GMO contamination has hounded Thailand in two other previous instances, harming the country's agricultural industry. In 1999 Thai farmers were found to be commercially growing illegal GMO cotton when only field trial had been authorised. In July 2004, Greenpeace exposed the role of an MoA-run experimental station in Khon Kaen as the source of genetic contamination of Thai papayas. The station distributed GM contaminated papaya seeds to as many as 2,669 farmers in 37 provinces. The MoA has so far failed to act to comprehensively rid Thai papaya farms of this widespread GM contamination. Due to the uncertainty caused by this unwanted and illegal contamination, market confidence on Thai papaya exports especially in Europe faltered.

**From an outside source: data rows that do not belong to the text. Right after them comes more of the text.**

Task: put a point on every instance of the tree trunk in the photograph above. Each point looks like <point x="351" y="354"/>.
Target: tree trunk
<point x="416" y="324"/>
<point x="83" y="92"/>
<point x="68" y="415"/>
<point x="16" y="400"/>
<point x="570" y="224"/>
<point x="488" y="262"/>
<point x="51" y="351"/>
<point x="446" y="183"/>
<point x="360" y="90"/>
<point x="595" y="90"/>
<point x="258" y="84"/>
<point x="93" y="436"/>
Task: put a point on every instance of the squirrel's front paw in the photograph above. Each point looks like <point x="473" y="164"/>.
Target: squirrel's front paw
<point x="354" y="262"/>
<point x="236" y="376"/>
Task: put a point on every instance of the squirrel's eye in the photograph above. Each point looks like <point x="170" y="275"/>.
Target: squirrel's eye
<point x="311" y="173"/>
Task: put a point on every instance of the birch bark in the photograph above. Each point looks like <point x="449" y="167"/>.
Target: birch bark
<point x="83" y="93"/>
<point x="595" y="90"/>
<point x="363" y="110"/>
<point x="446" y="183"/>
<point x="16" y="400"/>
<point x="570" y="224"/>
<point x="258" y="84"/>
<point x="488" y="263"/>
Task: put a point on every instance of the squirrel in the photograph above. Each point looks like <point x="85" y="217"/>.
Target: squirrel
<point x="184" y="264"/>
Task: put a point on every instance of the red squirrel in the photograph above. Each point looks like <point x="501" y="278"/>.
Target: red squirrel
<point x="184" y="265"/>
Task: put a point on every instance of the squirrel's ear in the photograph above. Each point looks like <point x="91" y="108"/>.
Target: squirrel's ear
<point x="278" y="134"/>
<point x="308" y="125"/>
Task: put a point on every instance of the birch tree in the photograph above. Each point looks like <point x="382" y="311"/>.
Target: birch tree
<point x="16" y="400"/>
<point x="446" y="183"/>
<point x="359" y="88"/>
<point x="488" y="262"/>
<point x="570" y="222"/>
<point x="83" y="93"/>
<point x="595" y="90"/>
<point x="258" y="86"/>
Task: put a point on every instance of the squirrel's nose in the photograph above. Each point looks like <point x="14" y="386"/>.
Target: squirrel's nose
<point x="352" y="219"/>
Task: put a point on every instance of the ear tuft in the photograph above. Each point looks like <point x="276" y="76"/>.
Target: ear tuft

The GMO maize contamination, however, is expected to be more serious. Corn pollen travels much further and spreads more easily than other crops. Corn is also one of Thailand's top export products and the danger of rejection by large markets such as Japan and the European Union, is great.

As shown in the case of the genetically-engineered maize, open field trials are the most common sources of GMO contamination. Thailand instituted a ban on GMO field trials in 2001, but last November, the ban was repealed in a much-deplored midnight decision.

"This latest case is a classic example of how GMO crops are uncontrollable. Once GMOs are released into the environment--usually via open field trials--it is almost impossible to recall them and the process is irreversible. Economic losses associated with GMO contamination are also massive,"said Ewasakul. "The only right thing for the government to do is to reverse the decision to lift the ban. For the sake of sound environment, and to protect Thailand's agricultural leadership GM crops must not be allowed to be grown in our country. Otherwise the future of Thai agriculture will be in peril."